Apple Cider Prices Rise Due to Stunted Crop
Now that it's getting chilly, you might be sitting down with a cup of warm apple cider. But how much did you pay for it? Even if you didn't notice, it was more than last year.
Prices are up a dollar or two per gallon. A gallon of cider will cost anywhere from about $6 to more than $7. Half gallons cost around $4.
"Everything that is used in cider has to be tree picked," said Randy Sambolt, Interpretive Teacher at Afton Apple Orchard in Hastings.
At Afton Apple Orchard and orchards across the state, half of the crop was lost after an early spring brought early blooms, only to be killed by a sudden frost.
"Some days you get the bear, some days the bear gets you." Sambolt said. "When you are working with nature, you have to be... rigid flexibility. You have to accept what nature gives you, and be grateful for it."
Earlier this year farmers at Afton Apple Orchard tried circumvent what the weather had blown their way with helicopters.
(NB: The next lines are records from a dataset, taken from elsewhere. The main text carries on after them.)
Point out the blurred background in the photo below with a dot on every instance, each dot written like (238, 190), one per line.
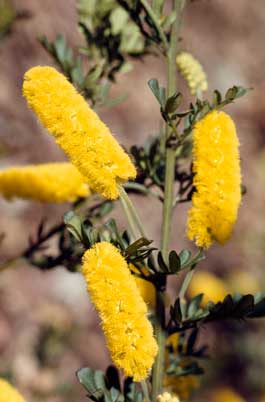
(48, 329)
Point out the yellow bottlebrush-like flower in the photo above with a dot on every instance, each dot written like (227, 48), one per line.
(192, 72)
(9, 393)
(213, 288)
(217, 180)
(49, 182)
(78, 130)
(243, 282)
(167, 397)
(226, 395)
(181, 386)
(114, 292)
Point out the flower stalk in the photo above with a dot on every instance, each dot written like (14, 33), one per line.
(158, 369)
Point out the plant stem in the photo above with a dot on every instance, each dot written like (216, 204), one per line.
(153, 17)
(145, 391)
(188, 277)
(142, 189)
(129, 217)
(131, 209)
(11, 263)
(158, 370)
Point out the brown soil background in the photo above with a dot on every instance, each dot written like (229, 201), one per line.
(228, 38)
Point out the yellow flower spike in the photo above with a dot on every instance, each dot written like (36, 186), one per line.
(167, 397)
(9, 393)
(192, 72)
(213, 288)
(243, 282)
(85, 139)
(114, 292)
(217, 180)
(147, 291)
(50, 182)
(226, 395)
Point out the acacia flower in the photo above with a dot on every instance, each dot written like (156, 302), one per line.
(85, 139)
(217, 180)
(192, 71)
(213, 288)
(49, 182)
(9, 393)
(114, 292)
(167, 397)
(226, 395)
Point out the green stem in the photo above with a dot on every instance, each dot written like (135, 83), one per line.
(189, 275)
(128, 215)
(158, 370)
(155, 20)
(11, 263)
(185, 283)
(142, 189)
(131, 209)
(157, 6)
(145, 391)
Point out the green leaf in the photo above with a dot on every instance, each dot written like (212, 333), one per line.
(217, 98)
(194, 305)
(134, 247)
(86, 377)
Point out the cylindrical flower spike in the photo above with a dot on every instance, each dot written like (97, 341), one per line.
(78, 130)
(192, 71)
(167, 397)
(113, 290)
(9, 393)
(49, 182)
(217, 180)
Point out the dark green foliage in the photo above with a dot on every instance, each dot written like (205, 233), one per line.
(184, 316)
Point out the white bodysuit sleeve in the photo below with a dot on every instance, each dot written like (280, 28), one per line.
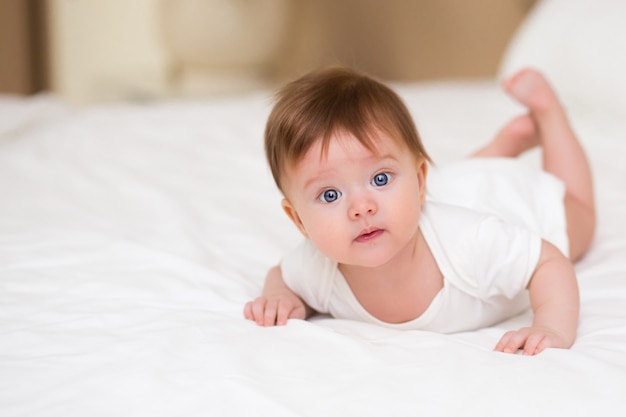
(310, 274)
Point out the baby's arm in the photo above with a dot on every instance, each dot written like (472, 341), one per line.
(555, 302)
(277, 304)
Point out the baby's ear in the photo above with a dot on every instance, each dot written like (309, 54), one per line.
(291, 212)
(422, 173)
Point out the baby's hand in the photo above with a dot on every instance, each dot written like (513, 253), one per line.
(275, 309)
(532, 340)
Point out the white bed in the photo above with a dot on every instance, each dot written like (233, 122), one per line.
(131, 237)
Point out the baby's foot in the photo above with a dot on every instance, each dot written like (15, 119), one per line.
(530, 88)
(519, 135)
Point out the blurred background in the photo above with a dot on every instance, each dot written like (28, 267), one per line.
(91, 51)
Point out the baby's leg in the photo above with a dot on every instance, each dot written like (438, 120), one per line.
(516, 137)
(562, 153)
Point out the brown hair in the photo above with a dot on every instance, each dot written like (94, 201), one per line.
(321, 103)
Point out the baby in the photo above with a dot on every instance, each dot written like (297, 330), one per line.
(493, 235)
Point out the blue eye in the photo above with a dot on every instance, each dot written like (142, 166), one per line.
(380, 179)
(329, 196)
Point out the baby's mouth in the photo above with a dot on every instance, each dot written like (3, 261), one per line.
(369, 235)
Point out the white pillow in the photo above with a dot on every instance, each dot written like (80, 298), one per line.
(581, 46)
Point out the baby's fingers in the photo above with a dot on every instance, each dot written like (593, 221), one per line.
(256, 310)
(534, 344)
(512, 341)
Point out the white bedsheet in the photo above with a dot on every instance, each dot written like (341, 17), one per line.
(131, 237)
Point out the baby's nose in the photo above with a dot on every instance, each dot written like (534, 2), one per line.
(362, 207)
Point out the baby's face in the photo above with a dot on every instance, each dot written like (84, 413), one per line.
(357, 206)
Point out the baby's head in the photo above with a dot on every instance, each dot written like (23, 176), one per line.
(321, 104)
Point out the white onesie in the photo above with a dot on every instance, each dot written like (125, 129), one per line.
(483, 222)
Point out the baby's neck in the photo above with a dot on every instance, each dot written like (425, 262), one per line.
(400, 290)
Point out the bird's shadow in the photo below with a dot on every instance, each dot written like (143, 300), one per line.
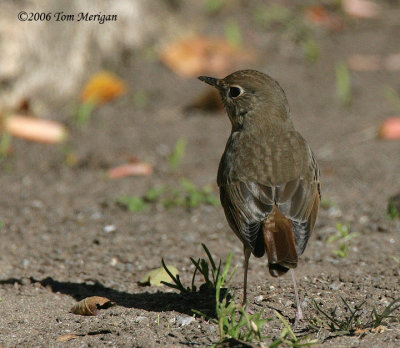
(203, 301)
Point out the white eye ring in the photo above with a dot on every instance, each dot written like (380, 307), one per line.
(235, 92)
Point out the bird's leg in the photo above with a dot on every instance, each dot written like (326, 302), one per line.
(247, 254)
(299, 312)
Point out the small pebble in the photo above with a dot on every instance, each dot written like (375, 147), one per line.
(141, 319)
(109, 228)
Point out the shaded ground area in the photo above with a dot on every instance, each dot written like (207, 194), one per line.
(54, 249)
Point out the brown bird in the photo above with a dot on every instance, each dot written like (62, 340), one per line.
(268, 176)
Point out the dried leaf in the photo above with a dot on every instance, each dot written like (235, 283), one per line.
(102, 88)
(130, 169)
(373, 62)
(35, 129)
(360, 331)
(67, 337)
(198, 55)
(156, 276)
(360, 8)
(91, 305)
(390, 128)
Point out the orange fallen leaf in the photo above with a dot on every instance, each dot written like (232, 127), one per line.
(319, 15)
(364, 62)
(373, 62)
(130, 169)
(102, 88)
(67, 337)
(35, 129)
(390, 128)
(91, 305)
(360, 8)
(198, 55)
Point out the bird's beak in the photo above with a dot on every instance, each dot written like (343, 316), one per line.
(210, 80)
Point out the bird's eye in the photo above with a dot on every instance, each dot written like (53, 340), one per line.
(235, 91)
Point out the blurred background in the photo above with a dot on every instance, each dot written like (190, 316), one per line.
(109, 144)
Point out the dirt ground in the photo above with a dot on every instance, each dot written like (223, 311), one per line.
(55, 250)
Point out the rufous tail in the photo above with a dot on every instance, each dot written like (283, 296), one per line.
(280, 243)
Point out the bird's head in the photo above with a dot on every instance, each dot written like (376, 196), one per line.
(250, 96)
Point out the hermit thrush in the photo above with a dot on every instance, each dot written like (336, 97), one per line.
(268, 176)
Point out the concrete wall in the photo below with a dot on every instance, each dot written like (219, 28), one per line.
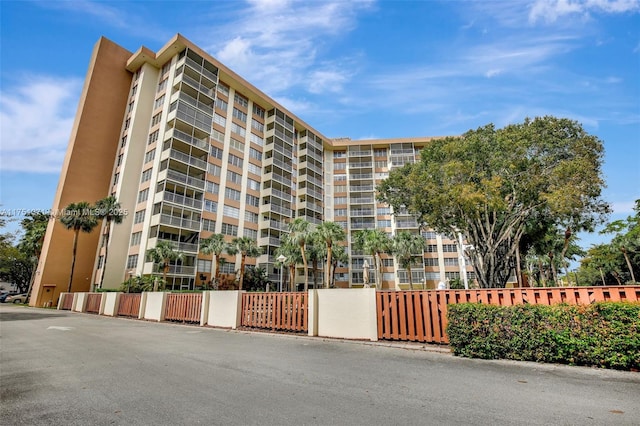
(154, 306)
(110, 304)
(343, 313)
(225, 308)
(80, 302)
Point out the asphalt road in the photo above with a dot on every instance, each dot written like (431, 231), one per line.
(60, 368)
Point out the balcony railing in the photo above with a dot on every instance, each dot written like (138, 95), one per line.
(186, 179)
(182, 200)
(186, 247)
(186, 158)
(167, 219)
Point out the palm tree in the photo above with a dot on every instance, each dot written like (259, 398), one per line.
(406, 246)
(109, 210)
(162, 255)
(35, 227)
(247, 247)
(214, 245)
(329, 233)
(339, 255)
(300, 233)
(78, 217)
(373, 242)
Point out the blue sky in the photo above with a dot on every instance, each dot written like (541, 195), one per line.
(362, 69)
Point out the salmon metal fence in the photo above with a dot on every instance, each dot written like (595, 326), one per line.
(184, 307)
(421, 316)
(129, 305)
(93, 302)
(284, 311)
(67, 301)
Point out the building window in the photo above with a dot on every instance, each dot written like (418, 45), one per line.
(221, 104)
(253, 201)
(215, 152)
(431, 261)
(256, 139)
(212, 187)
(139, 216)
(219, 136)
(238, 129)
(253, 185)
(153, 137)
(159, 102)
(132, 261)
(251, 217)
(251, 233)
(136, 237)
(210, 206)
(224, 89)
(240, 100)
(258, 111)
(149, 156)
(213, 170)
(254, 169)
(232, 194)
(209, 225)
(143, 195)
(146, 175)
(233, 212)
(236, 144)
(218, 119)
(255, 124)
(254, 153)
(228, 229)
(235, 161)
(234, 177)
(240, 115)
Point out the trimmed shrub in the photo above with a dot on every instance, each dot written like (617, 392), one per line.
(603, 334)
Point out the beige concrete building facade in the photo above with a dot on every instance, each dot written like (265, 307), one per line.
(189, 148)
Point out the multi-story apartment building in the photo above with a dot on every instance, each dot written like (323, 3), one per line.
(189, 148)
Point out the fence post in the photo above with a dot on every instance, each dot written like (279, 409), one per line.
(312, 312)
(204, 308)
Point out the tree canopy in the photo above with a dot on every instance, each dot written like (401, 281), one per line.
(491, 184)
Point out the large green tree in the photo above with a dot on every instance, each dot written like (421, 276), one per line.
(78, 217)
(407, 247)
(247, 247)
(300, 232)
(489, 183)
(110, 212)
(373, 242)
(162, 255)
(329, 233)
(214, 245)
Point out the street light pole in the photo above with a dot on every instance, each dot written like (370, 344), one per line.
(281, 259)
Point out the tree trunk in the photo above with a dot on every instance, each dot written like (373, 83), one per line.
(305, 267)
(328, 277)
(626, 258)
(73, 258)
(242, 260)
(104, 261)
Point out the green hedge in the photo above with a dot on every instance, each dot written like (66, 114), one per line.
(602, 334)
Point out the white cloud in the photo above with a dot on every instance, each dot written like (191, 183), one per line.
(552, 10)
(277, 44)
(36, 120)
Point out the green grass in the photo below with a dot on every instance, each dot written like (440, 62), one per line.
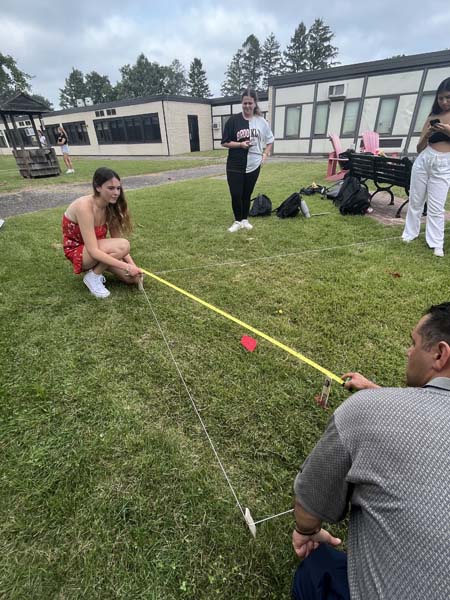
(11, 180)
(109, 488)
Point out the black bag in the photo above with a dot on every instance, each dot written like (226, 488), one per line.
(353, 197)
(290, 207)
(261, 207)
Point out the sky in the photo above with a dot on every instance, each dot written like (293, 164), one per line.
(47, 38)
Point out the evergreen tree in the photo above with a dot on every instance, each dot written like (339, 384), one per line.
(270, 60)
(234, 82)
(74, 88)
(175, 82)
(12, 79)
(144, 78)
(320, 50)
(251, 62)
(295, 57)
(197, 82)
(99, 88)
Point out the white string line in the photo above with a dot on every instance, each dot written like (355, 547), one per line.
(194, 405)
(275, 256)
(286, 512)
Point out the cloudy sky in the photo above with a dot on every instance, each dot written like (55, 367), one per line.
(48, 38)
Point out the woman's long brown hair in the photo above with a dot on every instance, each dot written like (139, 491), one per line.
(117, 215)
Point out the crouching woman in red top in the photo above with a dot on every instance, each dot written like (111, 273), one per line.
(86, 223)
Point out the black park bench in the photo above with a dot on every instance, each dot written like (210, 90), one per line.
(384, 171)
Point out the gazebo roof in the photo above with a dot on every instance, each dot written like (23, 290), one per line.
(20, 104)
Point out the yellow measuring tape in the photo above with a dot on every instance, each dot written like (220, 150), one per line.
(273, 341)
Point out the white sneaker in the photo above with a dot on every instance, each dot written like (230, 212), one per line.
(235, 227)
(95, 284)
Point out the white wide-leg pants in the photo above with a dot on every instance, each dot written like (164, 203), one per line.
(430, 180)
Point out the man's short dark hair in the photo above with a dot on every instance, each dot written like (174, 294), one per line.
(437, 327)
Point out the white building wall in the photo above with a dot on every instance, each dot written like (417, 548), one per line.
(396, 83)
(177, 125)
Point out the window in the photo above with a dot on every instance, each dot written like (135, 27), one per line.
(77, 133)
(321, 119)
(292, 122)
(128, 130)
(426, 102)
(350, 118)
(386, 115)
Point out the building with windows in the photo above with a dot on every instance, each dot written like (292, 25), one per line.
(392, 97)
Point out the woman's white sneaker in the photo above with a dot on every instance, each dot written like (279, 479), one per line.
(95, 285)
(246, 225)
(235, 227)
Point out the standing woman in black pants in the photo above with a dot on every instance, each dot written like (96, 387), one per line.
(245, 135)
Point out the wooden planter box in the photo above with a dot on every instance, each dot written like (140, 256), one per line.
(37, 162)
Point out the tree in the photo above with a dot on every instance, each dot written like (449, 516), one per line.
(251, 62)
(175, 82)
(270, 60)
(99, 88)
(234, 82)
(12, 79)
(320, 50)
(197, 82)
(296, 54)
(43, 100)
(144, 78)
(74, 88)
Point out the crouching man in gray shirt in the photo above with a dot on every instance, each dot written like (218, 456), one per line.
(385, 456)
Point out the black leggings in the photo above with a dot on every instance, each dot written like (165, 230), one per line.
(241, 188)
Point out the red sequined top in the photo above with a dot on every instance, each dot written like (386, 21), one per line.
(74, 244)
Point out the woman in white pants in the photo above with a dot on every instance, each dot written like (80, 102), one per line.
(430, 177)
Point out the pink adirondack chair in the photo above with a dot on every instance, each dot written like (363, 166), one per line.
(334, 161)
(371, 142)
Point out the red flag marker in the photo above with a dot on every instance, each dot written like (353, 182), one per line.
(249, 343)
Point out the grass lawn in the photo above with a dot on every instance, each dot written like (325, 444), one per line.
(11, 180)
(109, 488)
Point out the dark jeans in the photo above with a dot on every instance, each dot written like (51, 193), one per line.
(322, 576)
(241, 188)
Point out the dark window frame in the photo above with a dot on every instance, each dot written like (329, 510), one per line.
(432, 94)
(130, 125)
(353, 133)
(321, 135)
(286, 110)
(396, 97)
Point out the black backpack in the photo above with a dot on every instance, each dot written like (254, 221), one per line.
(290, 207)
(353, 197)
(261, 207)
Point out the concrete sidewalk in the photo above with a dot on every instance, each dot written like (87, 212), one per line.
(24, 201)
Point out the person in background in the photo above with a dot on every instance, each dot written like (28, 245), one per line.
(430, 176)
(42, 138)
(85, 225)
(249, 140)
(62, 140)
(385, 458)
Choppers circulated the air, acting as a warming blanket for the apples below.
"The 50 percent that we have is a good crop," Sambolt said.
From what survived, a blend of the last class of apples are pressed to drink.
"That's what's used in cider are the number threes and when those are gone, cider prices go up and there's really nothing you can do about it," Sambolt said.
"I don't drink that much of it, I'm getting it for my father, it's kind of a treat right now so the fact that it might be 50 cents more doesn't really bother me," said Jill Lucas, while buying cider at Afton Apple Orchard.
The price of cider could go up even higher as the season goes on and less apples are available.